Refining the Word Counting Logic

The previous example treats English words and Chinese characters as distinct entities. However, a more sophisticated approach might involve iterating through the text and making decisions character by character or segment by segment, especially to handle cases where English words and Chinese characters are directly adjacent without spaces. This can prevent double-counting or miscounting in complex scenarios.

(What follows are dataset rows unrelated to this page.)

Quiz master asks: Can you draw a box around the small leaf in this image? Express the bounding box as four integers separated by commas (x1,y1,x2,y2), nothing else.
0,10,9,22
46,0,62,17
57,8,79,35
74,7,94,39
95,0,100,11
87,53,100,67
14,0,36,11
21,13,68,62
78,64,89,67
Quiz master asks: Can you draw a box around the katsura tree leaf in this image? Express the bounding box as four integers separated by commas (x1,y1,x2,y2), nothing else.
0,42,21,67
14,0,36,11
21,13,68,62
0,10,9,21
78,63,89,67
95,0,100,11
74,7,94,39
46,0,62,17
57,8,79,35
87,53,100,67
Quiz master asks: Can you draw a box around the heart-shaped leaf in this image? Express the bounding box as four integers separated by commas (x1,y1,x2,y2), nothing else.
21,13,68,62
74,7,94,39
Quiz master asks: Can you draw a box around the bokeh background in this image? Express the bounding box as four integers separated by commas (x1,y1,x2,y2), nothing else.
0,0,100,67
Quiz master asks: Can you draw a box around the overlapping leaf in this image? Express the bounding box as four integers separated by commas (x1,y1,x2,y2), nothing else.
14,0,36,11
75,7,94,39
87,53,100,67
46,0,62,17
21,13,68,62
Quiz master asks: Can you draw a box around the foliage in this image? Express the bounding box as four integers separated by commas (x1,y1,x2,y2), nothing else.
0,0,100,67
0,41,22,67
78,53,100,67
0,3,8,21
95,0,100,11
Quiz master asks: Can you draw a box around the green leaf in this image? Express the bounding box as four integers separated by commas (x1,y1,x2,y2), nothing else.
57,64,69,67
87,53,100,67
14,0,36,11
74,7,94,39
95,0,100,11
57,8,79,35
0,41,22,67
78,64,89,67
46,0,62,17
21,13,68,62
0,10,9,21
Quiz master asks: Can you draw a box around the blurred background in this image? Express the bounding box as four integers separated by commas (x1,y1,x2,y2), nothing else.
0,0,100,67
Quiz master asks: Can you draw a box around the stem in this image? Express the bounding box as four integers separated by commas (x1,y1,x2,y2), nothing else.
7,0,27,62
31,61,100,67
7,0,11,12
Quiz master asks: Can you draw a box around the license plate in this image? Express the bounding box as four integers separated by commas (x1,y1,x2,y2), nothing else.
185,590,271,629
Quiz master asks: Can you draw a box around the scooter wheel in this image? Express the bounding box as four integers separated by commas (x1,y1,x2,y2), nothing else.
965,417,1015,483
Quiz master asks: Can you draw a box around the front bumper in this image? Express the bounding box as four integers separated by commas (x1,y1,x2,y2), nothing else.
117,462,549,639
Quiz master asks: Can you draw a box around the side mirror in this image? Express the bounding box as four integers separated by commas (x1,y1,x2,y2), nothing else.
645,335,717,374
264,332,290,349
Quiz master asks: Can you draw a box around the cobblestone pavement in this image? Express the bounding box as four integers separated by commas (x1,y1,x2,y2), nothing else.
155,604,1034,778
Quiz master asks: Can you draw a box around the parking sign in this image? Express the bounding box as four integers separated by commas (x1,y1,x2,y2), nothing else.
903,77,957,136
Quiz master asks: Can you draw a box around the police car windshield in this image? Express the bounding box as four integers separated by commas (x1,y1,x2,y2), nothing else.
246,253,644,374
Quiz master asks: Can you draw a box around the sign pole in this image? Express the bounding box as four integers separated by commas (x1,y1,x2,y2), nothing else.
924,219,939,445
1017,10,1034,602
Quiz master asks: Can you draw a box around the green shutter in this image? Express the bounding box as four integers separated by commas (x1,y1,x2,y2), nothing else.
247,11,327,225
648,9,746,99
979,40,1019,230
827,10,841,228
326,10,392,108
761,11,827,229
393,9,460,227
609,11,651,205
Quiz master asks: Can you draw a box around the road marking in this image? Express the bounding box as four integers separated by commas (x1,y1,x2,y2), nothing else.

function countMixedWordsRefined(text) {
  let wordCount = 0;
  let inEnglishWord = false;

  for (let i = 0; i < text.length; i++) {
    const char = text[i];

    // Check if it's an English letter or number
    const isEnglishChar = /[a-zA-Z0-9_]/.test(char);
    // Check if it's a Chinese character (common range)
    const isChineseChar = /[\u4E00-\u9FFF]/.test(char);

    if (isEnglishChar) {
      if (!inEnglishWord) {
        wordCount++;
        inEnglishWord = true;
      }
    } else if (isChineseChar) {
      wordCount++; // Each Chinese character counts as a word
      inEnglishWord = false; // Reset English word flag
    } else {
      // Not an English char or Chinese char (e.g., space, punctuation)
      inEnglishWord = false; // Reset English word flag
    }
  }
  return wordCount;
}

// Example usage:
const text5 = "Hello世界, this是a test. 你好吗?";
console.log(`'${text5}' has ${countMixedWordsRefined(text5)} words (refined).`);

const text6 = "JavaScript编程很有趣。";
console.log(`'${text6}' has ${countMixedWordsRefined(text6)} words (refined).`);

A refined JavaScript function for mixed-language word counting using character-by-character iteration.

⚠️

The refined method handles adjacent English and Chinese characters better, but it still relies on a simplified definition of a 'word' for Chinese. For true linguistic accuracy in Chinese, a dedicated segmentation library (e.g., jieba-js for Node.js) would be necessary, which is beyond the scope of a simple client-side JavaScript solution.